U.S. National Security Advisor Mike Waltz took responsibility for the leak about strikes on Yemen in a Signal chat that included a journalist from The Atlantic and called the leak “embarrassing,” Reuters reports.
During an interview with Fox News on Tuesday, Waltz confirmed he created the chat where highly sensitive details were posted about imminent U.S. strikes on Yemen and said those were not classified.
President Donald Trump’s administration has sought to contain fallout from an explosive article on Monday by The Atlantic’s editor-in-chief Jeffrey Goldberg, revealing that he was included in a group chat on the encrypted messaging app Signal with Trump’s most senior national security advisors to coordinate on Yemen.
Goldberg said Hegseth posted war plans shortly before the first wave of attacks on May 15 “including information about targets, weapons the U.S. would be deploying, and attack sequencing,” which he read from a supermarket parking lot on his phone.
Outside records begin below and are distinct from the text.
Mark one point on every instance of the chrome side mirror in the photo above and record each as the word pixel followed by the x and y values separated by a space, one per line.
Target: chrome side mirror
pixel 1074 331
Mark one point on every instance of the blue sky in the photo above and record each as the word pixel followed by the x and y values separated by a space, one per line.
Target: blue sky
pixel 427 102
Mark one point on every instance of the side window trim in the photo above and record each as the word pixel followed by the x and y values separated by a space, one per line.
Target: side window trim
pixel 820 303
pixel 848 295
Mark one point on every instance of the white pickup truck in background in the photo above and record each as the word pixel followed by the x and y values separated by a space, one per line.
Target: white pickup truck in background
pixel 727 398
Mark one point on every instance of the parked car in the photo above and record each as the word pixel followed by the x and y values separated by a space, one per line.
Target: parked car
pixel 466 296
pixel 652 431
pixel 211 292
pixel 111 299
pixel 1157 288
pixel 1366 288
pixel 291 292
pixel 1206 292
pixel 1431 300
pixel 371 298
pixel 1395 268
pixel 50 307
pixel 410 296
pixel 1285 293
Still, Trump’s administration said on Tuesday that no classified information was shared in the chat, bewildering Democrats and former U.S. officials, who regard that kind of targeting information as some of the most closely-held material ahead of a U.S. military campaign.
Director of National Intelligence Tulsi Gabbard and CIA Director John Ratcliffe also said no classified information was shared. But, pressed, they said Hegseth would be the one to determine what defense information is classified.
Asked about the potential publication of more information from that chat, Waltz told Fox he did not “want it all out there.”